Sejak dulu Muntilan menjadi salah satu pusat produksi lukisan kaca yang hidup di daerah pinggiran Yogyakarta. Pada tahun 1930-an, pelukis-pelukisnya sudah memasok pasar “gambar” kaca dengan bermacam-macam tema seperti tokoh dan adegan wayang, gambar masjid, pot bunga, dll. Setengah abad kemudian, Maryono dan Sastrogambar bersaudara sempat memberi nafas baru kepada seni lukis kaca, sambil tetap berpegang teguh pada tradisi pendahulu-pendahulu mereka. Berbeda dengan pelukis generasi sebelumnya, mereka mendapat dukungan dari kaum cendekiawan dan seniman Yogya, demi merevitalisasi sebuah kesenian rakyat yang ketika itu –tahun 70-an dan 80-an – terancam punah.
Nugroho, asal Magelang, lahir dan besar dalam suasana seni yang sama. Ia belajar dari sang ayah – Pak Waged, seorang pelukis kaca yang aktih hingg tahun 2000-an- dan karya-karyanya yang pertama masih mencerminkan budaya itu. Namun, pada suatu saat Nugroho merasa harus memilih  antar meneruskan aliran baru sebuah budaya pop (lupakan saja istilah tradisi …) atau menggarap lahan inspirasi yang baru. Akhirnya ia memilih yang kedua, Kreasi. Selain menekuni seni rupa secara akademis, Nugroho mulailah berkreasi tanpa terikat pada tema maupun gaya yang sudah ia akrabi. Ia juga pindah ke media baru. Maklumlah, bagi pelukis, kanvas praktis tidak menyisakan ruang untuk kaca.
Pameran ini adalah hasil 10 tahun eksperimen dan penjelajahan di dunia seni lukis, disertai dengan pematangan tema dan teknik.

. . . . . .

Tema-tema yang diangkat Nugroho jauh dari dunia sesama pelukis kaca. Ia menilik dan meresap adegan, gambar, dan sosok yang berada di lingkungan hidupnya –katanya juga dari majalah-- , tetapi salah satu tema yang paling sering muncul adalah kesepian manusia di dunia ini.. lihatlah potret-potret tunggalnya dengan warna hitam, abu, putih dan krem yang dominan.
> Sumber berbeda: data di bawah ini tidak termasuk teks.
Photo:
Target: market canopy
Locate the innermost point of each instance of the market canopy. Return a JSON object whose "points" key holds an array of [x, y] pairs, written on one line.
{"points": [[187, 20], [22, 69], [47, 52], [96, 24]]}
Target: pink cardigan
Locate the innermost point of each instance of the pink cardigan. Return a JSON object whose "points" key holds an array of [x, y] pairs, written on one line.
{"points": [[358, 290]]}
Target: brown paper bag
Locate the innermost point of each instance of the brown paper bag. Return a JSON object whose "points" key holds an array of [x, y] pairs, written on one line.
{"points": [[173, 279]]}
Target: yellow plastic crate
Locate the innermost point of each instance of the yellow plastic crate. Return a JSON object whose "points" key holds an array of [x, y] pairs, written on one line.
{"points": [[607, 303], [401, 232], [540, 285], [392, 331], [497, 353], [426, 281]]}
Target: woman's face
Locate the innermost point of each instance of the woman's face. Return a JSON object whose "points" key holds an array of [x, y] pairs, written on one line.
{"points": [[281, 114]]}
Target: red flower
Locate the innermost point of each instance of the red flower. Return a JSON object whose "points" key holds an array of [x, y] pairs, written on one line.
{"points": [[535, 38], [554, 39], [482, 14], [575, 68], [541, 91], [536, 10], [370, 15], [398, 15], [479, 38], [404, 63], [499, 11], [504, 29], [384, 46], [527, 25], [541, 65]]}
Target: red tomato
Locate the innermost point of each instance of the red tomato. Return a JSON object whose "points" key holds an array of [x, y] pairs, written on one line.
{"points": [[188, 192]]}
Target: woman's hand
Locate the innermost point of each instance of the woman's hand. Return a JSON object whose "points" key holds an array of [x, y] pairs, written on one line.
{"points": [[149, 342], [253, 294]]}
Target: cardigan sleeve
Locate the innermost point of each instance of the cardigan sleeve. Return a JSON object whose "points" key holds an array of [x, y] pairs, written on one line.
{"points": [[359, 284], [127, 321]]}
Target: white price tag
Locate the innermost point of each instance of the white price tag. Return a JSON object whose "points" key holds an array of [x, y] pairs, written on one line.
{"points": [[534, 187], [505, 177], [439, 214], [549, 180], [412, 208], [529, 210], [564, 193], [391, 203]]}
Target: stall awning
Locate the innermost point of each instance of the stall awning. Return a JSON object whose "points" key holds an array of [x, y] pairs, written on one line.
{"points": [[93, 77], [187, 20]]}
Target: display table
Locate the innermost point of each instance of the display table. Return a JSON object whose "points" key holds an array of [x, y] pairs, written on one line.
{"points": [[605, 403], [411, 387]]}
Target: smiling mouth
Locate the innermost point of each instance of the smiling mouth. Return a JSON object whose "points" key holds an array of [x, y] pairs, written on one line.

Dari segi teknik, Nugroho bertolak belakang dengan teknik sungging dan blok warna polos yang dipakai pelukis kaca tradisi. Tarikan-tarikannya lebih bersifat geometris atau coretan tak terarah dari pada sunggingan.  Di samping berbagai teknik pewarnaan. (termasuk pointillisme dan tachisme). Nugroho juga memanfaatkan lapisan cat yang ia sapukan, yang kemudian digores untuk memunculkan figure atau bentuk. Yang menarik lagi, Nugroho sangat piawai menerapkan teknik akuarel dan membiarkan cat hitam transparan meleleh, sehingga memberi kesan spontanitas alami, padahal sangat terkontrol tentu saja.

Nugroho tidak pernah jauh dari kaca dan kini rupanya –mudah-mudahan—kembali sepenuhnya ke media itu. Syukurlah! Pelukis yang benar-benar menghayati media kaca adalah sosok yang jarang, dan mereka yang menempatkan diri di titik temu antara kaca dan seni kontemporer lebih langka lagi.






Dr.Jerome Samoel
Profesor dan peneliti di Institut National Des Langues et Civilisations Orientales, Paris






Begitulah, namun, seunik-uniknya dan selangka-langkanya karya yang ia hasilkan, Nugroho tetap orang Indonesia yang memegang teguh kebiasaan dan kepercayaannya. Saat Xavier membuka acara dengan sejarah dan fungsi seni. Nugroho  berbicara tentang syukur pada Tuhan atas karunianya dan terima kasih sebesar-besarnya pada orang tua yang mengajarinya, seperti orang Indonesia yang beriman dan sangat hormat  orang tua”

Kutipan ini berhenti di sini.